Unsupervised Machine Learning
Exam
Year | Semester | Date | Period | Language | In charge |
---|---|---|---|---|---|
2014 | spring | 11.03-25.04. | 4-4 | English | Aapo Hyvärinen |
Lectures
Time | Room | Lecturer | Date |
---|---|---|---|
Tue 14-16 | C222 | Aapo Hyvärinen | 11.03.2014-25.04.2014 |
Thu 14-16 | C222 | Aapo Hyvärinen | 11.03.2014-25.04.2014 |
Fri 14-16 | C222 | Aapo Hyvärinen | 11.03.2014-25.04.2014 |
Information for international students
The course will be completely in English.
General
Target audience
Master's students in computer science (specialization in algorithms & machine learning, or bioinformatics), applied mathematics (specialization statistical machine learning or e.g. stochastics), or statistics.
Description
Unsupervised learning is one of the main streams of machine learning, and closely related to exploratory data analysis and data mining. This course describes some of the main methods in unsupervised learning.
In recent years, machine learning has become heavily dependent on statistical theory which is why this course is somewhere on the borderline between statistics and computer science. Emphasis is put both on the statistical formulation of the methods as well as on their computational implementation. The goal is not only to introduce the methods on a theoretical level but also to show how they can be implemented in scientific computing environments such as Matlab or R.
Computer projects are an important part of the course, but they are given separate credits, see Projects for Unsupervised Machine Learning. The projects will be given in the exercice session marked below in the schedule.

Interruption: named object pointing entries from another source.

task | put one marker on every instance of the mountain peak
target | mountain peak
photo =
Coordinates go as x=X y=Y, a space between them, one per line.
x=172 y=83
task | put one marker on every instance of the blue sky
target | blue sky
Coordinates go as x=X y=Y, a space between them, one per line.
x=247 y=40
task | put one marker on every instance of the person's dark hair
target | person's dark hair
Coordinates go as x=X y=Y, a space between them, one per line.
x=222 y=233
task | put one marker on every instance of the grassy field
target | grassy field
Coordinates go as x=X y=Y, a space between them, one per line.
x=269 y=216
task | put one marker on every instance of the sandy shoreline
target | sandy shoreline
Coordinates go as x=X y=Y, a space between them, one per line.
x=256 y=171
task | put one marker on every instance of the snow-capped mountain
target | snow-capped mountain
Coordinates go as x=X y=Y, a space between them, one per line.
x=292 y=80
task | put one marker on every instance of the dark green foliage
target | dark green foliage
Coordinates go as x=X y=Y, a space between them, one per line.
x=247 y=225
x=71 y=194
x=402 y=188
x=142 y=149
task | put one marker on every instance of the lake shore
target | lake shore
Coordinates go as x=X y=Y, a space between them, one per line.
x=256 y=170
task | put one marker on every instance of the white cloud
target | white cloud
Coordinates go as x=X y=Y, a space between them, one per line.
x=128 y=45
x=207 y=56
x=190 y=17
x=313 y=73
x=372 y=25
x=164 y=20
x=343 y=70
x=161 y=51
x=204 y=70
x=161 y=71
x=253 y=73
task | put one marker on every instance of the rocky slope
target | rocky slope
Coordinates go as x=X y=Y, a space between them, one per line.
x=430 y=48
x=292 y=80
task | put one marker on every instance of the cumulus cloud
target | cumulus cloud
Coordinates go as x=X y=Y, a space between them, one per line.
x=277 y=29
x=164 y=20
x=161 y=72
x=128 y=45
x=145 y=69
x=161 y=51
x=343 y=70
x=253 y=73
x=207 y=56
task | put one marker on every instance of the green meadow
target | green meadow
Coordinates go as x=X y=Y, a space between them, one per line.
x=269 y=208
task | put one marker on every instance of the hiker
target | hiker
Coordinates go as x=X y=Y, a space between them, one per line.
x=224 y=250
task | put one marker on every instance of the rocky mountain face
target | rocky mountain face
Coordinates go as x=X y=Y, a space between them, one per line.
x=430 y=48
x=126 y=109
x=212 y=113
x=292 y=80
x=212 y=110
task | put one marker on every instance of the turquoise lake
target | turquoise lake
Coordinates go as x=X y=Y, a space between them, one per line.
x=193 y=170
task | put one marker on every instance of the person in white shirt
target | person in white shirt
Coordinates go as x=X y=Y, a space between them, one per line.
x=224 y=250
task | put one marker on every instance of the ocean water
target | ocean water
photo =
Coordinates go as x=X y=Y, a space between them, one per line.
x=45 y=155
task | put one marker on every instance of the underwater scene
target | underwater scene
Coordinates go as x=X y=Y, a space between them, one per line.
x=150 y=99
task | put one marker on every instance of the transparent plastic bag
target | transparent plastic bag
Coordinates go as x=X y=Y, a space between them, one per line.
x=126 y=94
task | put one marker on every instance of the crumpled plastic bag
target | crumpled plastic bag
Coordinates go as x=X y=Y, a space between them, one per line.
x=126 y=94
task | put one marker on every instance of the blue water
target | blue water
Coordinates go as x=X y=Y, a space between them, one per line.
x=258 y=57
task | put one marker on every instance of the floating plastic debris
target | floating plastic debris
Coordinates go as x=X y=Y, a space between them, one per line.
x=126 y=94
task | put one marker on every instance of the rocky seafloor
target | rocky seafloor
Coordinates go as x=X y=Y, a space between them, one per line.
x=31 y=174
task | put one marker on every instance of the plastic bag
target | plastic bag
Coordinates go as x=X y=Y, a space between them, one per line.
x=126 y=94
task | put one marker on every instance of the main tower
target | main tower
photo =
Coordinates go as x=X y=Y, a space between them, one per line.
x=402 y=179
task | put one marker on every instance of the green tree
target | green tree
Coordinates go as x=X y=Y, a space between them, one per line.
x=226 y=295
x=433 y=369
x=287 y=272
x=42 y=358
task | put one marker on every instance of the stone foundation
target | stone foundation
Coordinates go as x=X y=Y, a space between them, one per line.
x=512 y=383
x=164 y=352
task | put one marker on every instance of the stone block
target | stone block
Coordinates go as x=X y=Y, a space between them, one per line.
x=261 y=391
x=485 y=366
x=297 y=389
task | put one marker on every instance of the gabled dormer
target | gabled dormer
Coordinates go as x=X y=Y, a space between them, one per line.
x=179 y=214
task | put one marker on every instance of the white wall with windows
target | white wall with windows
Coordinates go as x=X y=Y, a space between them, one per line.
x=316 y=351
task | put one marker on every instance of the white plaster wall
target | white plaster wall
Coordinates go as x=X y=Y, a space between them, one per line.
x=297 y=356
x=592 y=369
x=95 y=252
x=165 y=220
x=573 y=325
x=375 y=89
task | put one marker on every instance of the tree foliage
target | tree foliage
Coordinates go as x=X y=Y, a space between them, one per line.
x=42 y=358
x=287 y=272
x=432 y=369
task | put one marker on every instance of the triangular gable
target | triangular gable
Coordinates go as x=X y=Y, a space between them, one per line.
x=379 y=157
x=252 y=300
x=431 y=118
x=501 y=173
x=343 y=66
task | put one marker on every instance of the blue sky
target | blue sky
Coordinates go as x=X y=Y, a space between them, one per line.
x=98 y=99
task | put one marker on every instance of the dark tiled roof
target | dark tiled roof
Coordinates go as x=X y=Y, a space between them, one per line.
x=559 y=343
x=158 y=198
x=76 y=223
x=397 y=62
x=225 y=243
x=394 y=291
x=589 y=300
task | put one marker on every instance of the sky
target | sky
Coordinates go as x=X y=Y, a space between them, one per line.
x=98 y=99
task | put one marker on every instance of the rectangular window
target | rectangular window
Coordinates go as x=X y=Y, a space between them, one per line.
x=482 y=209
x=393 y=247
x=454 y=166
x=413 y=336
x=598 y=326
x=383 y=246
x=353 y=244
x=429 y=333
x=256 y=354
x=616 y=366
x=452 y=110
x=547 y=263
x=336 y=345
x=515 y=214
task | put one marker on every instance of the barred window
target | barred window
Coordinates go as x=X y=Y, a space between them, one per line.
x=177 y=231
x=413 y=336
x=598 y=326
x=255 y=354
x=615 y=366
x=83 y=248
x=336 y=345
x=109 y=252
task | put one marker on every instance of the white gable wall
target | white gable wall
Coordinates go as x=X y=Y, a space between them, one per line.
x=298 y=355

One of the weekly sessions (usually Friday) will be an exercice session, the possibly final timetable is as follows (note Easter break in the last line):
Tue 11 Mar | Lecture | * | Thu 13 Mar | Lecture | * | Fri 14 Mar |
Lecture |
Tue 18 Mar |
Exercices Intro to projects |
* | Thu 20 Mar | Lecture | * | Fri 21 Mar | Exercices |
Tue 25 Jan | Lecture | * | Thu 27 Mar | Lecture | * | Fri 28 Mar | Exercices |
Tue 1 Apr | Lecture | * | Thu 3 Apr | Lecture | * | Fri 4 Apr | Exercices |
Tue 8 Apr | Lecture | * | Thu 10 Apr | Lecture | * | Fri 11 Apr | Exercices |
Tue 15 Apr | Lecture | Easter break | Thu 24 Apr | Lecture | * | Fri 25 Apr | Exercices |
The exercices will be taught by Jouni Puuronen and the computer projects by Hugo Eyherabide.
Prerequisites
- Computer science majors: Bachelor's degree recommended. It should include the following mathematics courses: calculus (including vector calculus), linear algebra I&II, introduction to probability. You should also have done "Introduction to machine learning" in Period II.
- Statistics majors: Bachelor's degree recommended.
- Mathematics majors: Bachelor's degree recommended. It should include basic courses in calculus (including vector calculus), linear algebra I&II, introduction to probability, introduction to statistical inference.
Contents
- Introduction. Supervised vs. unsupervised learning. Applications of unsupervised learning. Probabilistic formulation. Review of some basic mathematics (linear algebra, probability)
- Numerical optimization. Gradient method, Newton's method, stochastic gradient, projected gradient methods
- Principal component analysis and factor analysis. Formulation as minimization of reconstruction error or maximization of component variance. Computation using covariance matrix and its eigen-value decomposition. Factor analysis and interpretation of PCA as estimation of gaussian generative model. Factor rotations.
- Independent component analysis. Problem of blind source separation, why non-gaussianity is needed for identifiability. Correlation vs. independence. ICA as maximization of non-gaussianity, measurement of non-Gaussianity by cumulants. Likelihood of the model and maximum likelihood estimation. Implementation by gradient methods and FastICA. Applications of component analysis.
- Clustering. K-means algorithm.Gaussian mixture model: Maximization of likelihood, EM algorithm.
- Nonlinear dimension reduction. Non-metric multi-dimensional scaling and related methods: kernel PCA, Laplacian eigenmaps, IsoMap. Kohonen's self-organizing map
Completing the course
There will be a single exam at the end of the course (with renewal exams and separate exams according to usual departmental standards). Check the exact timetable and place on the CS dept exam page.
Active participation in the exercise sessions will give you points for the exam, details are given below (see the link for the exercices).
Literature and material
Here are the complete lecture notes for this year's course. Just to keep search engines away, you need the login uml and password uml. There is no book for the course.